It may have never occurred to you to start a writing group, assuming there is not one already available to join. Before you go and assume that there are no writers in your area, and therefore no one to make up a writing group, rest assured, there are writers everywhere. I live in a small, rural village in Southern Germany, and I was able to scrap up enough Americans to start a group. If I can do it, you can too.
How: Facebook is a great resource to find people. That is where we all exist now, isn’t it? Check the local groups and put the word out. Chances are you’ll get a few bites. Twitter and other public forums such as Critique Circle and NaNoWriMo are equally as helpful when finding locals.
What: The first thing I ask every member of our group is “What can this group do for you?” There really aren’t any rules about writing groups. What you do is up to the members. Some may choose to write during the meetings; some don’t. In our group, we choose a topic for each get-together, and barely stick to it. We let the conversation take us wherever it chooses to. But at the end of the day, I make sure we’re fulfilling the needs each member.

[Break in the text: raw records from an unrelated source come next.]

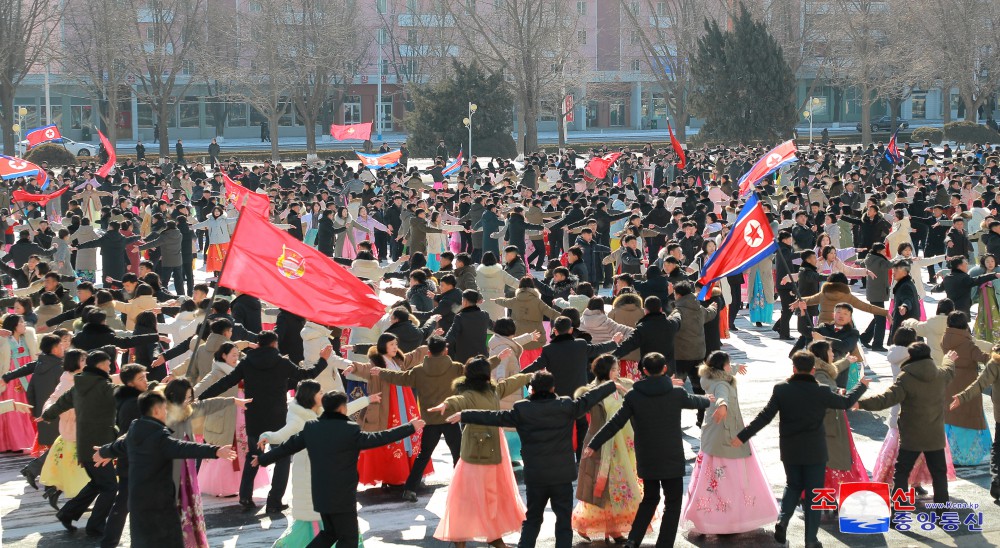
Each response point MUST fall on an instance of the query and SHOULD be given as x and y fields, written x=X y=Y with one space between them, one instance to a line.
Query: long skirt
x=885 y=466
x=62 y=468
x=17 y=430
x=728 y=496
x=390 y=464
x=761 y=310
x=189 y=506
x=969 y=447
x=215 y=256
x=834 y=478
x=483 y=502
x=300 y=533
x=220 y=477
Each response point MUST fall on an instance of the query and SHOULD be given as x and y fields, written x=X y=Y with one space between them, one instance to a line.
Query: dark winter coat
x=544 y=423
x=654 y=407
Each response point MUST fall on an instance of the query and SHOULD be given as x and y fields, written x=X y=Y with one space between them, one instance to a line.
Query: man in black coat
x=568 y=358
x=267 y=376
x=150 y=449
x=654 y=332
x=958 y=285
x=467 y=335
x=334 y=443
x=544 y=423
x=112 y=244
x=802 y=403
x=654 y=407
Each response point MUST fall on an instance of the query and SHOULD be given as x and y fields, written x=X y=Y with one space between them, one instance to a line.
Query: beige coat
x=529 y=312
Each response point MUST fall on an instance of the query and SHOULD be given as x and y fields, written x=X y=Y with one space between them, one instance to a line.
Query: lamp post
x=468 y=124
x=21 y=113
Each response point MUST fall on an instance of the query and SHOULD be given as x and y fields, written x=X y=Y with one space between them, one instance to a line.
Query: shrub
x=970 y=133
x=55 y=154
x=932 y=134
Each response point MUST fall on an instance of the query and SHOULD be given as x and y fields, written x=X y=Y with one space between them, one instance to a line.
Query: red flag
x=23 y=196
x=270 y=264
x=682 y=159
x=112 y=158
x=241 y=197
x=351 y=131
x=598 y=167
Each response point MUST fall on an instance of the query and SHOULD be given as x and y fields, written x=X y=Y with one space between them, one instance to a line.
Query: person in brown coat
x=970 y=416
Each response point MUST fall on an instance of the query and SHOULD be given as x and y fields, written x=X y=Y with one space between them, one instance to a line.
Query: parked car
x=885 y=124
x=77 y=149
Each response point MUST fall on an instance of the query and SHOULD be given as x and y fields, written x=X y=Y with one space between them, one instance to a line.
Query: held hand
x=326 y=352
x=720 y=413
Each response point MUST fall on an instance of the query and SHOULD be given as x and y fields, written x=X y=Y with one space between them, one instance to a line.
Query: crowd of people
x=532 y=311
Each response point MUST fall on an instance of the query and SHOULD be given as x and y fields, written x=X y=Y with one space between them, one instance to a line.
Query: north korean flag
x=45 y=134
x=750 y=241
x=780 y=156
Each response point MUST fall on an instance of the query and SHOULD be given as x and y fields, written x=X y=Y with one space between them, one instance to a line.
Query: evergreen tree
x=744 y=89
x=438 y=111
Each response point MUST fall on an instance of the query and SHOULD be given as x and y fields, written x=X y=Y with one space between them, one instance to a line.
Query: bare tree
x=27 y=29
x=95 y=56
x=169 y=35
x=667 y=34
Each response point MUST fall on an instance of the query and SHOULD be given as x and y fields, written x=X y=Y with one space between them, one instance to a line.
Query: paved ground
x=27 y=520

When: We meet once a month and chat online throughout the week. We hold word sprints and share helpful resources. Building the community, even with those hesitant to show their face in public is important to the success of the group.
Where: Again, unless you live in the remote caves of Turkey (and even then, maybe), you probably have enough people around you to form a group. Even if it’s you and one other warm body, that’s still a group. You won’t know if you don’t try.
Why: What are the benefits of starting a local writing club? Do you really doubt there are benefits? How about motivation, accountability, networking, mentorship, influence, encouragement, just to name a few? Great things happen when great minds come together.
Starting a writing group has been one of the best things I’ve done for my career, and I hope it has had the same effect on our members. We have published writers and writers whose half-finished novels stopped collecting dust. We have every genre, phase and style in our little remote group. We don’t always know what we’re doing, but we’re doing something, and that’s a start.